Dans ce pays pauvre, dépourvu de richesses naturelles, l’émigration est une tradition. «Ce sont les conditions de départ qui, aujourd’hui, sont spectaculaires, pas le fait de partir», note le journaliste Abdou Latif Coulibaly. Au Sénégal, l’émigration, loin d’être vécue comme un traumatisme, est considérée comme une chance. Et fait même l’objet d’un consensus politique.
Attraction. Candidat à sa propre succession, lors de l’élection du 25 février, le président Abdoulaye Wade souhaite la «réguler» : «Je ne veux pas que nos jeunes finissent au fond des océans !» clame-t-il. Comment faire ? Le «Vieux» promet des visas pour l’Espagne, pays placé en première ligne, avec l’Italie, de la forteresse Europe. Mais ses propositions paraissent dérisoires au regard du nombre élevé de candidats au départ : quelques centaines de visas seulement…

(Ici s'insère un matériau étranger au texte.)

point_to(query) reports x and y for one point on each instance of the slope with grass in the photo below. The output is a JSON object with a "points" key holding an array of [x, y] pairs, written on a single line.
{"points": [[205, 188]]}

Le taux de croissance du PIB, pourtant de l’ordre de 5 % depuis 2003 et le programme de grands travaux lancé par le président sénégalais ne suffisent pas à fournir un emploi à tous ces jeunes qui entrent chaque année sur le marché du travail. «Pour contrebalancer un taux annuel de croissance démographique de 2,5 %, il faudrait atteindre le chiffre de 8 % de croissance économique par an», explique un économiste étranger.
Mais Ousmane Boye, responsable de l’association SOS Banlieues, insiste au contraire sur la force d’attraction persistante des pays du Nord. «A Pikine [une banlieue pauvre et surpeuplée de Dakar, ndlr], les filles attendent le retour de ceux qui sont partis en Europe et qui se font construire des maisons à Dakar. L’émigration est synonyme de réussite sociale», dit-il. Le montant des capitaux rapatriés, de l’ordre de 800 millions de dollars (608 millions d’euros) chaque année au Sénégal, est supérieur à celui de l’aide internationale.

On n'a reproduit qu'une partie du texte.